Zoals Kensington eind november twee gigantische shows in Ziggo Dome deed, zo gaf de Belgische indie-R&B-band Oscar and the Wolf afgelopen maand ook de grootste show in zijn geschiedenis, in een uitverkocht Sportpaleis in Antwerpen (capaciteit 23.000). Frontman Max Colombie herkent het verhaal van Kensington helemaal: elke cent die de groep eraan verdiende, werd weer in de show gestoken. Colombie: “Amai, ja, dat was echt wel duur. Maar ik wilde liever veel investeren aan de show, dan het zelf te houden en het budget dan maar niet te gebruiken. Eerst wilden we kijken of we het dak van het Sportpaleis konden openbreken, zodat ik gelijk een ninja kon neerdalen, maar dat ging productioneel teveel kosten. Dat hebben we dus anders opgelost.”
En hoe: midden in de zaal was een klein podiumpje opgebouwd dat de lucht in steeg, waar Colombie halverwege de show verscheen om te schitteren als een ster. Het grotere podium, speciaal voor de show gebouwd, was een gigantisch spel van plateaus die gelijk ook LED-schermen vormden, met een grote catwalk door de zaal die werd omringd door vlammenwerpers. Colombie: “En die vlammenwerpers, die zijn écht warm, hè? Echt heet! Soms check ik of mijn wenkbrauwen niet zijn afgeschroeid. Ik heb ze één keer getest zonder muziek, dan hoort u enkel die knal, toen was ik wel verschoten. Met het ontwerpen van de kleding moest ik er echt rekening mee houden dat het brandbestendig zou zijn, want stelt u zich voor dat ik vlam zou vatten?”
De drummer van Kensington herkent die gedachtegang helemaal. “Man man, ik kan me nog herinneren dat we op een buitenfestival speelden en de wind verkeerd stond. We hadden zo’n vuurregen, Eloi belandde eronder en verbrandde z’n armen behoorlijk.”
Om inspiratie op te doen voor zo’n grote show keek Colombie bijna manisch video’s van supersterren. “Ik keek constant Rihanna-filmpjes op YouTube, haar catwalk is rond in een halve cirkel. Lady Gaga is ook heel interessant, haar podium is prachtig. Ze had compleet door het publiek een soort landschap van een avatar-world gebouwd. Maar dat zijn wél andere producties, hè? Die kun je niet voor één of twee shows gebruiken.”

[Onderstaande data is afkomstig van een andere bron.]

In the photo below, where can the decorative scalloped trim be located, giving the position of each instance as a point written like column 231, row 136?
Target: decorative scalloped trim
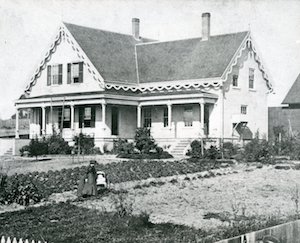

En toch is dat precies wat Niles Vandenberg van Kensington eerder al zei: je probeert niet onder te doen voor producties die de wereld rondtouren. Maar Rammstein kan de vlammenwerpers overal mee naartoe nemen, U2 kan honderden shows doen met zijn custom-made scherm, Kensington gebruikte de zijne maar twee keer. Vandenberg: “Dat is het ding, hè? Je wil een hele grote productie neerzetten, als Nederlandse act zijn je productiekosten dus veel hoger dan die van een wereldact. Tegelijkertijd: als je toch dat kaliber zalen doet, dan kun je niet meer anders. Het is niet meer van deze tijd om daar ‘alleen maar’ te gaan staan en je ding te doen. Dat is niet meer genoeg. Zelfs bands als Foo Fighters, Kings of Leon en Green Day, die komen met meer dan alleen een paar versterkers aan. En je wil dat mensen ook bij een Nederlandse act niet teleurgesteld naar huis gaan.”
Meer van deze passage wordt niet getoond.